Mamasa, Potretnusantara.co.id – Di hari memperingati kemerdekaan Indonesia yang ke-80, pemuda Pamoseang membentang spanduk yang bertuliskan “Desa Pamoseang Menolak Gelap Menagih Janji Wakil Bupati Mamasa,” di lapangan Kecamatan Mambi setelah upacara penaikan bendera selesai.
Mereka membentangkan spanduk tersebut sebagai bentuk kekecewaannya kepada pemerintah setempat, sebab penerangan ke desanya masih belum menyeluruh.
Pemuda Pamoseang, Mujahid, menjelaskan bukan hanya tentang penerangan yang kami soroti, jalan menuju desa tersebut juga masih lumpur sampai saat ini belum ada perbaikan.
“Ada 2 yang kami mau suarakan pertama adalah pembangunan jalan dan ke dua penerangan yang masih belum menyeluruh kemasyarakat,” Jelasnya. (Minggu 17/8/2025)
Senada dengan itu, Nardi, menuturkan aksi tersebut merupakan sebuah simbol kekecewaan pada pemerintah setempat, karena hanya janji manis namun tak ada bukti nyata di lapangan.
“Kami tak mau melakukan aksi anarkis, kami mau bagaimana pemerintah setempat memperhatikan daerah yang membutuhkan,” ungkapnya.

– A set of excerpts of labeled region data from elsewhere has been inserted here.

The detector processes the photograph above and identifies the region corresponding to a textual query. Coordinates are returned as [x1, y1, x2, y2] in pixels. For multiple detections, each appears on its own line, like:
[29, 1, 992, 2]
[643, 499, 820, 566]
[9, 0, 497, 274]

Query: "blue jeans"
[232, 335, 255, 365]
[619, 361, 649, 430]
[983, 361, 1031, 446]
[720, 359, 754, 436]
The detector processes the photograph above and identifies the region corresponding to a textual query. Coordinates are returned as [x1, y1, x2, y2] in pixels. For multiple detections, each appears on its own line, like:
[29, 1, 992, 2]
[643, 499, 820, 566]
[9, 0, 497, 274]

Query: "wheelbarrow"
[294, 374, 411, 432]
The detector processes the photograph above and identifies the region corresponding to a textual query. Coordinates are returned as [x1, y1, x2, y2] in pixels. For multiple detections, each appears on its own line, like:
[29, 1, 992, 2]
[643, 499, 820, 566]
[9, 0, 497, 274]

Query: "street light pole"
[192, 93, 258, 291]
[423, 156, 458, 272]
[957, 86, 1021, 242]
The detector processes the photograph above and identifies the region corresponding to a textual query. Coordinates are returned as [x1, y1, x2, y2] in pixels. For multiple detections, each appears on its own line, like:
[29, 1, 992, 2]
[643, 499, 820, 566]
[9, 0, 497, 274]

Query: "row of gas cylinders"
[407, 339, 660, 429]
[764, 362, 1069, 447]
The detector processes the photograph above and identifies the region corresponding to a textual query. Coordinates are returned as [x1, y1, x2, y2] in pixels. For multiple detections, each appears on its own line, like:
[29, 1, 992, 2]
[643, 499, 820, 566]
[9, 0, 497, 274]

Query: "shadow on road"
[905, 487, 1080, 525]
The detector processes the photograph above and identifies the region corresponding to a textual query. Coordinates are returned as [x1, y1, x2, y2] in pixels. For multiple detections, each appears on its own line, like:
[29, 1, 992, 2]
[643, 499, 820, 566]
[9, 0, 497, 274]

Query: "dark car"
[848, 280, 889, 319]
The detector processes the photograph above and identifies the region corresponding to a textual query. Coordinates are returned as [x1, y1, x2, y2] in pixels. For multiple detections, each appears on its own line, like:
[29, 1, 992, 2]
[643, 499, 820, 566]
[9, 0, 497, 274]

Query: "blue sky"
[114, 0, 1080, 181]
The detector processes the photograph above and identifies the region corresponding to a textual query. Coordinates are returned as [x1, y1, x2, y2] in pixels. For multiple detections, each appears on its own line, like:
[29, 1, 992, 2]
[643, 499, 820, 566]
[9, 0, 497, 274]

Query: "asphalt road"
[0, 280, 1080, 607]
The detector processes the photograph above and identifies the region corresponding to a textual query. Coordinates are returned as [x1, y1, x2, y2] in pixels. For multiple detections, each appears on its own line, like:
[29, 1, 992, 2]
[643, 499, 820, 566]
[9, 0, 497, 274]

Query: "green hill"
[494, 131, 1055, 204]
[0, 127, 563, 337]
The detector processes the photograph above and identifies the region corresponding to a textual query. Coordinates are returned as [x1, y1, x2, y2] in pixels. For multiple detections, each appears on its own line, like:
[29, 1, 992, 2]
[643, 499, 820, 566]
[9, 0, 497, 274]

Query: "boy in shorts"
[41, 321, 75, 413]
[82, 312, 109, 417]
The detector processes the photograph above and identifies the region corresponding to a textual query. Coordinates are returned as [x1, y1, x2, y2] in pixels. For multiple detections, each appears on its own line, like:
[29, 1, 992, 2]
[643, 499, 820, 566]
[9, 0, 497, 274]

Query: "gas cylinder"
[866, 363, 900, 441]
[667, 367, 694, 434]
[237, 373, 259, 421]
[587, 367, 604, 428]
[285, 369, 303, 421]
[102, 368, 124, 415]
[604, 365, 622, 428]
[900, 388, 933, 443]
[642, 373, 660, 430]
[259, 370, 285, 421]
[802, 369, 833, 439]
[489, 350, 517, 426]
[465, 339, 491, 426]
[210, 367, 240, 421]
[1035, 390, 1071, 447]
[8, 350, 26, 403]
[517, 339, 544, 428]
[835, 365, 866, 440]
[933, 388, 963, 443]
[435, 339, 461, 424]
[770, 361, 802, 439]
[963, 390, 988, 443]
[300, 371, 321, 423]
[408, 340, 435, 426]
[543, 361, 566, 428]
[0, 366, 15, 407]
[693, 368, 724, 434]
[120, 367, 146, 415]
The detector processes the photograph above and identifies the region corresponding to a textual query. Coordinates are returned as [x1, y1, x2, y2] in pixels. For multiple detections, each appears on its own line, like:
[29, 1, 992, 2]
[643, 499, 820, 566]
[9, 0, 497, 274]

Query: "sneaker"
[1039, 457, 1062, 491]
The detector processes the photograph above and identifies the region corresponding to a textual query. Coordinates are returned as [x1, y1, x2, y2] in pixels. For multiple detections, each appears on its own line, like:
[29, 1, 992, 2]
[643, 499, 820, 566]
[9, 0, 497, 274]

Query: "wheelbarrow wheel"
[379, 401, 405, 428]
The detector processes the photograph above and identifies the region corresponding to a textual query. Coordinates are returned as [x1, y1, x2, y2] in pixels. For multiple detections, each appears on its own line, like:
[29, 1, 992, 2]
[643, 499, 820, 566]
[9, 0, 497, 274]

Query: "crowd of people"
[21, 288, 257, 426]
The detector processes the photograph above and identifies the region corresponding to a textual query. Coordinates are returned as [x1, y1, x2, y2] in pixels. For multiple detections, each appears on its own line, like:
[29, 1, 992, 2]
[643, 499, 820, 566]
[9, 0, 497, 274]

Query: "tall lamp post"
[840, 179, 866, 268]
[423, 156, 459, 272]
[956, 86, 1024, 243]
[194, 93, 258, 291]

Ia berharap, Semoga dengan aksi damai yang dilakukan mendapat respon baik, sehingga masyarakat Desa Pamoseang merasakan bukti nyata dari pemerintah bukan hanya sekedar janji manis.
“Semoga dari aksi kami ini pemerintah bergerak cepat, merespon dan menindak lanjuti sebagai mana yang kami suarakan,” harapnya.